Le dimensioni della qualità del modello CRUI sono una rielaborazione del modello ISO.

Il modello CRUI evidenzia come la didattica, cioè la formazione universitaria, non si esaurisca solo nel rapporto docente-studente, che resta ovviamente un punto fondamentale, ma richieda una convergenza di diverse altre dimensioni, e che tutte entrino in qualità.

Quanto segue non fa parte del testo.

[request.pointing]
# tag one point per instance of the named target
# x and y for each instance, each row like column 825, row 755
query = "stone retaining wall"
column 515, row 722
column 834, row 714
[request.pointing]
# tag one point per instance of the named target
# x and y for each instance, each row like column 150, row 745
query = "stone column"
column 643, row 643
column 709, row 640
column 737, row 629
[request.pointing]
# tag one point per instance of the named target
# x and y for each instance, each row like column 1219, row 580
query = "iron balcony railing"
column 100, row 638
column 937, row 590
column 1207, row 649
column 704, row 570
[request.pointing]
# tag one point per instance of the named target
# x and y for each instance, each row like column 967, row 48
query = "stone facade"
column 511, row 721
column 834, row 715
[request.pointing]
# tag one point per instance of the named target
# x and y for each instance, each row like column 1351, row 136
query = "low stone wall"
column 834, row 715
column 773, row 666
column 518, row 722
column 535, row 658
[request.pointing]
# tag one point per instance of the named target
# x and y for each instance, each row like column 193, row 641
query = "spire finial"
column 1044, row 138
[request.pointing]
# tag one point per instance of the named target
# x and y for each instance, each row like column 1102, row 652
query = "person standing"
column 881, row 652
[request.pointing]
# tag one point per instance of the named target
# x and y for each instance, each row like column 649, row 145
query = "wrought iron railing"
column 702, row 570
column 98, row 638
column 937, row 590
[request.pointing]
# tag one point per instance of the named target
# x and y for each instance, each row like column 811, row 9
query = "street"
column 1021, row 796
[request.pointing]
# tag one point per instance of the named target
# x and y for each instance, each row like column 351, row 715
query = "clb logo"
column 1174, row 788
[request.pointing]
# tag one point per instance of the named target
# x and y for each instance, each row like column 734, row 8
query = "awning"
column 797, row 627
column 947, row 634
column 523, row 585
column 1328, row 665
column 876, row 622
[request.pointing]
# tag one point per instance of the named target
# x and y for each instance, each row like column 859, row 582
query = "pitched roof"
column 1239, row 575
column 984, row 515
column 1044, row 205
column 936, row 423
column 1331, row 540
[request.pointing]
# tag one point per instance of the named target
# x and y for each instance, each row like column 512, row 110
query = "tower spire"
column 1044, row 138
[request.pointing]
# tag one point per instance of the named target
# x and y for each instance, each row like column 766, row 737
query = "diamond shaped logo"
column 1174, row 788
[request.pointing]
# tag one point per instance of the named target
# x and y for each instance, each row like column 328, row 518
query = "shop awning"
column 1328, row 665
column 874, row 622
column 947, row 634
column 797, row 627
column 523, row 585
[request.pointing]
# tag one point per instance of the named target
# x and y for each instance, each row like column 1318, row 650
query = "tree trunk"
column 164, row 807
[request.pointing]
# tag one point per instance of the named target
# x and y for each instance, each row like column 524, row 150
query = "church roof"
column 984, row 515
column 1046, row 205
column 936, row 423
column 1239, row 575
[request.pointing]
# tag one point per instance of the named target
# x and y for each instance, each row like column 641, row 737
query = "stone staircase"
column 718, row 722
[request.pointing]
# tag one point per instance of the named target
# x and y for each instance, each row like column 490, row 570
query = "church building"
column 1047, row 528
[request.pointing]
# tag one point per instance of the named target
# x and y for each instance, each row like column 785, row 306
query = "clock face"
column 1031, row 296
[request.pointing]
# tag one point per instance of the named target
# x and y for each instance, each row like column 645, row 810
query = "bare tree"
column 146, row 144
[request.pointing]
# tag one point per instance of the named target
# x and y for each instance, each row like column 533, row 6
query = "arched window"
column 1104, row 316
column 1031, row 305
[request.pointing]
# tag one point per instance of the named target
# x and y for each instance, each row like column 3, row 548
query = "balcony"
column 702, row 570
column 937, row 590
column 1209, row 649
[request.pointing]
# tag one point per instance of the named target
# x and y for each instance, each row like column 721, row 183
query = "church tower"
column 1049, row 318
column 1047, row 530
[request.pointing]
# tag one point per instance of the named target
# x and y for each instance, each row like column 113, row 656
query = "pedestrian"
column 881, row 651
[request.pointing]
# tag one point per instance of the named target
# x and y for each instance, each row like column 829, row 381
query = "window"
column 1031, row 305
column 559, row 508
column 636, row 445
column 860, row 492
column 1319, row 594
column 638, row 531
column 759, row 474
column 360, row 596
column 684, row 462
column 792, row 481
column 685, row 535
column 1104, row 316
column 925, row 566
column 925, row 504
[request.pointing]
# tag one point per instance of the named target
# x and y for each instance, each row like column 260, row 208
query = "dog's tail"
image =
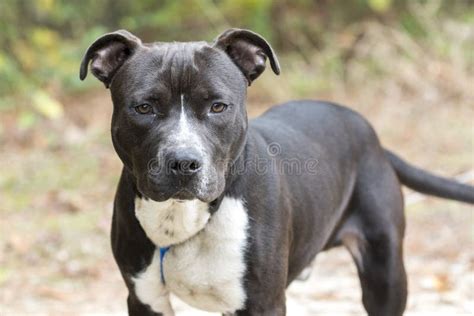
column 427, row 183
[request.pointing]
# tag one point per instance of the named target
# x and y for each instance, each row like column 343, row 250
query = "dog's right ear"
column 108, row 53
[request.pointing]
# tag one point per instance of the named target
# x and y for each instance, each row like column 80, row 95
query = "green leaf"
column 380, row 5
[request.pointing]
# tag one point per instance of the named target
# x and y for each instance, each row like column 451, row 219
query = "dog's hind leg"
column 373, row 233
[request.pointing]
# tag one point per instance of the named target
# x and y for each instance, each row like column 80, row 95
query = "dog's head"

Tra queste dimensioni la prima è certamente rappresentata dal sistema organizzativo. Una dimensione che ha sollevato le preoccupazioni di docenti che temevano che una visione più complessa della qualità della didattica, non limitata alla sola qualità dei contenuti derivati dalla ricerca scientifica, ma collocata in una visione d’insieme del sistema, significasse in qualche modo svilire il proprio ruolo istituzionale. In realtà la didattica non si realizza solo nel rapporto docente-studente, ma è correlata a tutta un'altra serie di variabili. Nella valutazione della qualità non si giudica la qualità dei contenuti, questa semmai può essere giudicata dal sistema di valutazione della ricerca. Quella che si giudica è invece la qualità del sistema operativo che si dà l’Ateneo e che si dà il Corso di studi per offrire il servizio. E’ importante che questo punto sia chiaro. Molti meccanismi di difesa tra docenti derivano dal timore che si pretenda di valutare la validità dei contenuti del docente. Questi contenuti come si è detto derivano dalla ricerca e saranno valutati da chi valuta la ricerca scientifica: in realtà si parla della valutazione del sistema didattico. E’ chiaro quindi che la prima dimensione proposta per l’analisi dal modello CRUI sia il sistema organizzativo.